一.类别型数据(Categorical Data)
1.概念:
"类别型变量"(Categorical Variable)是指仅有有限个取值的定性变量,表现为互不相容的类别或属性.在Pandas中的类型名为:category,又分
为"有序型"(如改进程度)和"无序型"(如性别).类别型数据常用不同的int来表示,这种方法称为"分类编码表示法"或"字典编码表示法",这些int值
称为"分类编码"或"编码".这种做法可以大大提高分析时的性能,节约内存资源,并可在在保持编码不变的情况下对分类进行转换,如:
①重命名分类
②加入1个新分类而不改变已有分类的顺序
2.创建
(1)通过实例化创建:
pd.Categorical(<values>[,categories=None,ordered=False,dtype=None,fastpath=False])
#参数说明:
values:指定值;为list-like
#如果存在categories中不存在的类别,则该类别会被替换为NaN
categories:指定全部类别;为Index-like(要求值唯一),默认为<values>中出现的类别
#类别可为任意不可变数据类型
ordered:指定各类别间是否有排序;为bool
#会自动判断顺序,不取决于输入顺序
#实例:
>>> pd.Categorical(["A","B","B","C","D","C","A"])
['A', 'B', 'B', 'C', 'D', 'C', 'A']
Categories (4, object): ['A', 'B', 'C', 'D']
>>> pd.Categorical(["A","B","B","C","D","C","A"],ordered=True)
['A', 'B', 'B', 'C', 'D', 'C', 'A']
Categories (4, object): ['A' < 'B' < 'C' < 'D']
>>> pd.Categorical(["A","B","B","D","C","A"],ordered=True)
['A', 'B', 'B', 'D', 'C', 'A']
Categories (4, object): ['A' < 'B' < 'C' < 'D']
>>> pd.Categorical(["A","B","B","C","D","C","A"],categories=["A","B","C"])

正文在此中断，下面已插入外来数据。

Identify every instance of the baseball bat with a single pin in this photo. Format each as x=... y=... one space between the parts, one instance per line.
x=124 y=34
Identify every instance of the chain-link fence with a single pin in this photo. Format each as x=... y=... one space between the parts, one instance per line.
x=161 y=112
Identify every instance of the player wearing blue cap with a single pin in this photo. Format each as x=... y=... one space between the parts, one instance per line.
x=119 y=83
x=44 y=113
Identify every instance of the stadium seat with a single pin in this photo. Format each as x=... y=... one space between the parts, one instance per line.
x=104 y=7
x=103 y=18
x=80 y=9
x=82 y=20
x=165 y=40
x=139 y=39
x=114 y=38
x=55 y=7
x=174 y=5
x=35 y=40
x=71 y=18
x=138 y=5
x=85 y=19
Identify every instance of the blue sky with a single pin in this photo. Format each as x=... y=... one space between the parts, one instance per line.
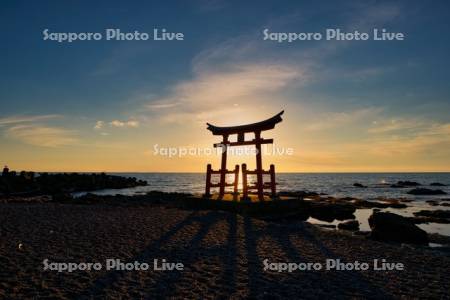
x=90 y=97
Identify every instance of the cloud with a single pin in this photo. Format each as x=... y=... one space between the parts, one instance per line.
x=43 y=136
x=26 y=119
x=330 y=120
x=213 y=93
x=395 y=124
x=123 y=124
x=99 y=125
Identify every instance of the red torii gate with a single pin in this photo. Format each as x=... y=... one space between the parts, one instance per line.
x=241 y=130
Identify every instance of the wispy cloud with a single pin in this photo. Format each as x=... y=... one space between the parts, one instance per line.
x=333 y=120
x=124 y=124
x=213 y=93
x=44 y=136
x=99 y=125
x=26 y=119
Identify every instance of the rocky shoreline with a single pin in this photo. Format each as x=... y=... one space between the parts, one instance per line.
x=223 y=252
x=26 y=183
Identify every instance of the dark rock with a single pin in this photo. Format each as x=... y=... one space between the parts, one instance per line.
x=356 y=184
x=401 y=184
x=423 y=191
x=385 y=203
x=434 y=213
x=394 y=228
x=437 y=184
x=328 y=226
x=62 y=197
x=329 y=212
x=351 y=225
x=408 y=183
x=421 y=220
x=432 y=202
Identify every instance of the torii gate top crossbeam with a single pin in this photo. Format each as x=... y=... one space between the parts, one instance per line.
x=255 y=127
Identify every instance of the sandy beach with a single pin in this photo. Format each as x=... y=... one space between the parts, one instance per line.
x=223 y=255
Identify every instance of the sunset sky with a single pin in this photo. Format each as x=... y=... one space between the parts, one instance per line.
x=350 y=106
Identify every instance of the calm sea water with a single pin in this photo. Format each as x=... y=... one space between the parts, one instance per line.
x=333 y=184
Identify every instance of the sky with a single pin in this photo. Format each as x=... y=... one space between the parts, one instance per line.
x=119 y=106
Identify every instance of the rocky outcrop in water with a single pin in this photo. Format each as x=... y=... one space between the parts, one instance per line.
x=27 y=183
x=390 y=227
x=351 y=225
x=424 y=191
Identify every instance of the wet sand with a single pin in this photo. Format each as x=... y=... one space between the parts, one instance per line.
x=222 y=252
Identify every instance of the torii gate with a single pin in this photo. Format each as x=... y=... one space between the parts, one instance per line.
x=241 y=130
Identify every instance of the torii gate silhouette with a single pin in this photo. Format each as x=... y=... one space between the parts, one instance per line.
x=241 y=130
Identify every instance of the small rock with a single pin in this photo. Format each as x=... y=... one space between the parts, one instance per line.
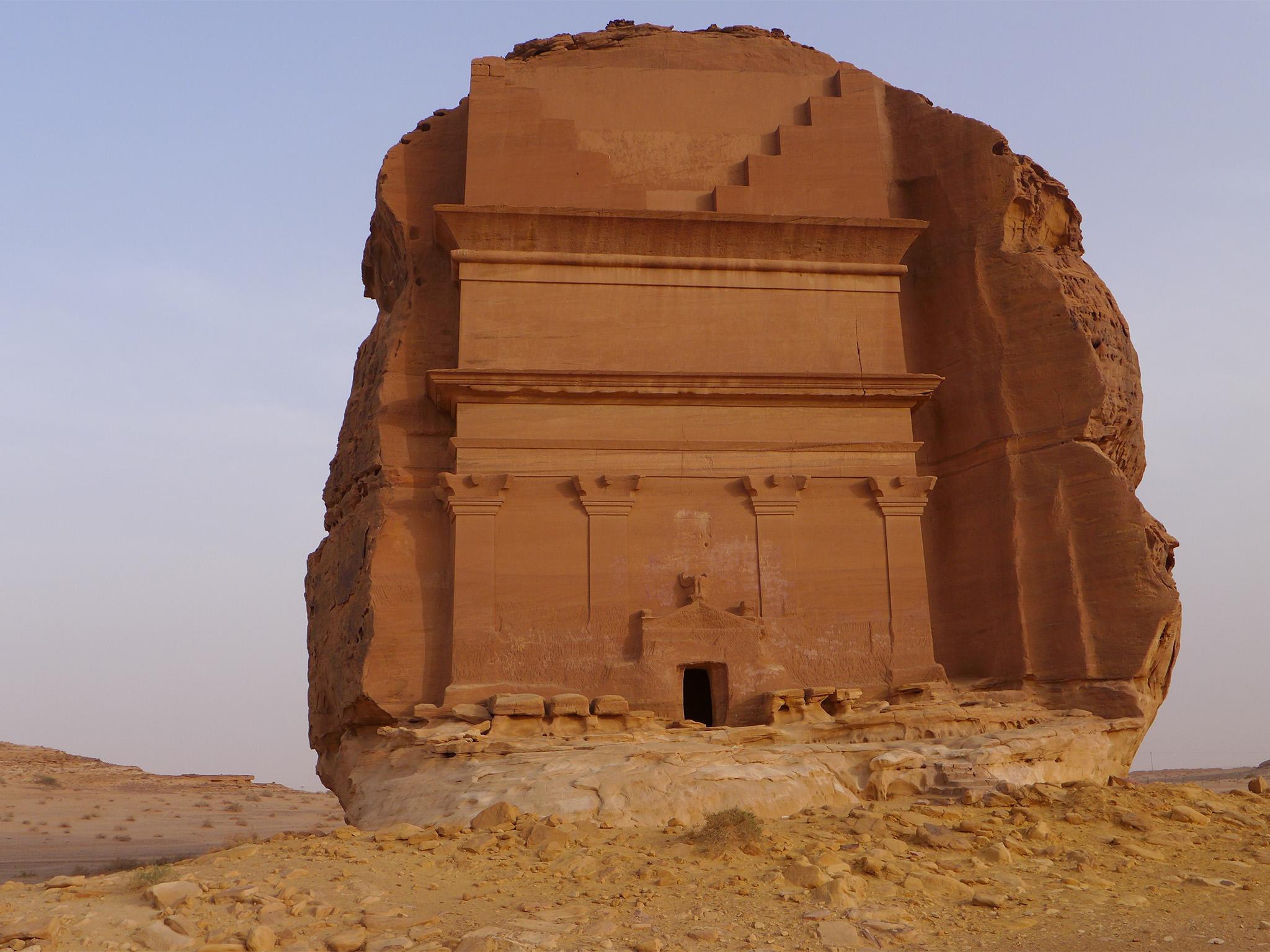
x=183 y=924
x=397 y=832
x=500 y=815
x=471 y=714
x=563 y=705
x=161 y=938
x=60 y=883
x=996 y=853
x=838 y=935
x=347 y=940
x=479 y=843
x=260 y=938
x=836 y=894
x=806 y=875
x=1185 y=814
x=610 y=705
x=517 y=705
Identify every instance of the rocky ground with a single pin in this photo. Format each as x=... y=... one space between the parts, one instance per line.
x=63 y=814
x=1212 y=777
x=1039 y=868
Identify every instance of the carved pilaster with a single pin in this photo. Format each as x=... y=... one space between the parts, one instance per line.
x=473 y=500
x=775 y=500
x=473 y=494
x=606 y=495
x=902 y=500
x=607 y=500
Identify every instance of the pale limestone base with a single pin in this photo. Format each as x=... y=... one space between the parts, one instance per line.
x=446 y=772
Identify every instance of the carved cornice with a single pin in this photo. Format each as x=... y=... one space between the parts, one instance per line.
x=605 y=494
x=902 y=495
x=776 y=494
x=448 y=387
x=473 y=494
x=705 y=235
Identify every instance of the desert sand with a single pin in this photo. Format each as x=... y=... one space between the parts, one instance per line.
x=1042 y=868
x=63 y=814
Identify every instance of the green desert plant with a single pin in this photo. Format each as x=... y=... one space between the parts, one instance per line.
x=728 y=829
x=150 y=875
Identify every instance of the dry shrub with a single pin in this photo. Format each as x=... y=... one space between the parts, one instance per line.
x=729 y=829
x=150 y=875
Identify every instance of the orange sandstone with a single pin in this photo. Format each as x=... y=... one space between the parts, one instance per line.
x=719 y=381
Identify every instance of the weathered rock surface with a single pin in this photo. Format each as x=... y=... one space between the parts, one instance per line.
x=865 y=874
x=1048 y=580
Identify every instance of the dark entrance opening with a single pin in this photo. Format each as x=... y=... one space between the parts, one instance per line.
x=698 y=700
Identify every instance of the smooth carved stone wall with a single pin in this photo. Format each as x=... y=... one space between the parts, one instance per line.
x=621 y=310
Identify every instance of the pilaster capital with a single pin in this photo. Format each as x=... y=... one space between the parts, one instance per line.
x=775 y=495
x=473 y=494
x=606 y=495
x=902 y=495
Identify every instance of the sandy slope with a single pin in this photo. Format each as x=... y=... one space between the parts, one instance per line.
x=1042 y=868
x=61 y=813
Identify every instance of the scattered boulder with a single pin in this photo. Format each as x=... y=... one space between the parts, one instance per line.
x=1185 y=814
x=347 y=940
x=163 y=938
x=609 y=705
x=497 y=816
x=806 y=875
x=517 y=705
x=569 y=705
x=471 y=714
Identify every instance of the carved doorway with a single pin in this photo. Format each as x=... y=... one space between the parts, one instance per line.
x=698 y=697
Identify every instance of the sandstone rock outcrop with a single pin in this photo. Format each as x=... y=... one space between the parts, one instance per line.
x=803 y=306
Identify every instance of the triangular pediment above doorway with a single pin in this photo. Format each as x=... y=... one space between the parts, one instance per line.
x=700 y=616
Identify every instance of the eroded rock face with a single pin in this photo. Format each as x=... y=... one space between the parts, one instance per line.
x=1044 y=578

['A', 'B', 'B', 'C', NaN, 'C', 'A']
Categories (3, object): ['A', 'B', 'C']
(2)通过from_codes构造器创建:
pd.Categorical.from_codes(<codes>[,categories=None,ordered=None,dtype=None])
#参数说明:
codes:指定数据;为int array-like(-1代表NaN)
#int表示categories/dtype中提供的索引等于该int的类别
categories:指定全部类别;为Index-like(要求值唯一)
#类别可为任意不可变数据类型
ordered:定各类别间是否有排序;为bool
#顺序取决于输入顺序
dtype:指定类型;为CategoricalDtype/"category"
#为CategoricalDtype时不能与categories/ordered同时指定;dtype/categories需要提供可取的类别
#实例:
>>> pd.Categorical.from_codes([1,0,0,1,1,0],categories=["a","b"])
['b', 'a', 'a', 'b', 'b', 'a']
Categories (2, object): ['a', 'b']
>>> pd.Categorical.from_codes([1,0,0,1,1,0],dtype=pd.Categorical(["A","B"]).dtype)

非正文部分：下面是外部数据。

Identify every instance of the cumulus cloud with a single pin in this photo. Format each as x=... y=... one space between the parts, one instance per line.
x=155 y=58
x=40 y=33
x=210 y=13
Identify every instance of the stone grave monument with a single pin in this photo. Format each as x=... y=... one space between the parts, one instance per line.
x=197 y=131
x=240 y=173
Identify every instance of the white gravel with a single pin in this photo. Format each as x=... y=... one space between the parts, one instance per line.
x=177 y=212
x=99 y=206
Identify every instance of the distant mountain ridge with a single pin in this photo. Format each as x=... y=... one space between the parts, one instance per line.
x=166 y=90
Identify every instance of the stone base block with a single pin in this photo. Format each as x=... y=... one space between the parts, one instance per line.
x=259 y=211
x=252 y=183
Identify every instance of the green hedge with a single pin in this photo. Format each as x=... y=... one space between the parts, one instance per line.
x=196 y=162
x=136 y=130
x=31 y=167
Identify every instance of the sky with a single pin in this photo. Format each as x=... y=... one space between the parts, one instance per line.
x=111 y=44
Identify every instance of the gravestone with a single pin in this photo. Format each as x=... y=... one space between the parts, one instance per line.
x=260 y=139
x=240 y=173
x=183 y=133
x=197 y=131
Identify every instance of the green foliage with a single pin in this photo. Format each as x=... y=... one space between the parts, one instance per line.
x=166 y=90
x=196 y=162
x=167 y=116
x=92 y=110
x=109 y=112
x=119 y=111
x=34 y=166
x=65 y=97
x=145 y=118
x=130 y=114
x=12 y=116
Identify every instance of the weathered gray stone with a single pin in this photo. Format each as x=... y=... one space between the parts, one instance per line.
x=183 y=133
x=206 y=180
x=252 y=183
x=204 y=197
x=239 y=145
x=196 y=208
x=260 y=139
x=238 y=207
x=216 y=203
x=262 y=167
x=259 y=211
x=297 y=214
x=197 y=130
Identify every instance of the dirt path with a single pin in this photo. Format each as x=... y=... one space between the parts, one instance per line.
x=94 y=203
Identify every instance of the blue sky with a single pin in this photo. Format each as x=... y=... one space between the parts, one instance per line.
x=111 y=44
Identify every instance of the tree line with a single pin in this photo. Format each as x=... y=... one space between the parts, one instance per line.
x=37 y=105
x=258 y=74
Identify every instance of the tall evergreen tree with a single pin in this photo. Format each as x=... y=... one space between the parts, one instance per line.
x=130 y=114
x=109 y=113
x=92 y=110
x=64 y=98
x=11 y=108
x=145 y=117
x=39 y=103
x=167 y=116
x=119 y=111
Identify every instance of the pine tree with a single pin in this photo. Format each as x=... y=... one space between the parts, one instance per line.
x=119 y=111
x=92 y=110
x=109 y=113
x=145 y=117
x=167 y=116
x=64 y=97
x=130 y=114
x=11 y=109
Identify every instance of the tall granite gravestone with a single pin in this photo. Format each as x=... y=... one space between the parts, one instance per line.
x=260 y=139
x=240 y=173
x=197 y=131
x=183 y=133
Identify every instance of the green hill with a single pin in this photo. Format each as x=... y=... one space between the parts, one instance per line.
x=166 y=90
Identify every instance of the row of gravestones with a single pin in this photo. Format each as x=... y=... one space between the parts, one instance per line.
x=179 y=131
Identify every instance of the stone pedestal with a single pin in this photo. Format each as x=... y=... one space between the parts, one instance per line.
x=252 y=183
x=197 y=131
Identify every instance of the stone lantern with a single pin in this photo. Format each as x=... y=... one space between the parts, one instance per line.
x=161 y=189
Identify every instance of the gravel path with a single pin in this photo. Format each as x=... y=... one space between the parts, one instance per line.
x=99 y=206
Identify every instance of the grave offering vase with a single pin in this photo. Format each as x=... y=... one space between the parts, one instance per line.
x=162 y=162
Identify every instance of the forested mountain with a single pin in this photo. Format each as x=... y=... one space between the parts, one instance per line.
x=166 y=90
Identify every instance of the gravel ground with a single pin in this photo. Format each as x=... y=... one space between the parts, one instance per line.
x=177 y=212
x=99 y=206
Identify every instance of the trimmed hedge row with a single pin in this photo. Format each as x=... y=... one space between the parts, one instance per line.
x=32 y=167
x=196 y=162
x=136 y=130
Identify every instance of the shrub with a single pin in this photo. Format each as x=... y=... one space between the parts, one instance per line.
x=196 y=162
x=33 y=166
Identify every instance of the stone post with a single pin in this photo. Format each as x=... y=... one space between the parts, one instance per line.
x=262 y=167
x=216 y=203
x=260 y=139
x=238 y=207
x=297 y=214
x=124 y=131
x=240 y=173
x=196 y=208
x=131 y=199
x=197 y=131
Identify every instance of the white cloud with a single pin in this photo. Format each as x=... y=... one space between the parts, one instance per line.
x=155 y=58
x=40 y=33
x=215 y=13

['B', 'A', 'A', 'B', 'B', 'A']
Categories (2, object): ['A', 'B']
>>> pd.Categorical.from_codes([1,0,0,1,1,0],categories=["a","b"],ordered=True)
['b', 'a', 'a', 'b', 'b', 'a']
Categories (2, object): ['a' < 'b']
(3)通过Series/DataFrame创建:
>>> s1=pd.Series(["A","B","C","D"],dtype="category")
>>> s2=pd.Series(["A","B","C","D"])
>>> s2=s2.astype("category")
>>> s1.dtype,s2.dtype
(CategoricalDtype(categories=['A', 'B', 'C', 'D'], ordered=False), CategoricalDtype(categories=['A', 'B', 'C', 'D'], ordered=False))
>>> type(s1.values)
<class 'pandas.core.arrays.categorical.Categorical'>
3.cat属性:
Series的cat属性提供了分类方法的入口:
>>> s1.cat.ordered
False
>>> s2=s2.cat.set_categories(["A","B","C","D"],ordered=True)
>>> s2.cat.ordered
True
4.属性与方法
(1)属性:
查看全部类别:<c>.categories
#实例:接上
>>> s1.values.categories
Index(['A', 'B', 'C', 'D'], dtype='object')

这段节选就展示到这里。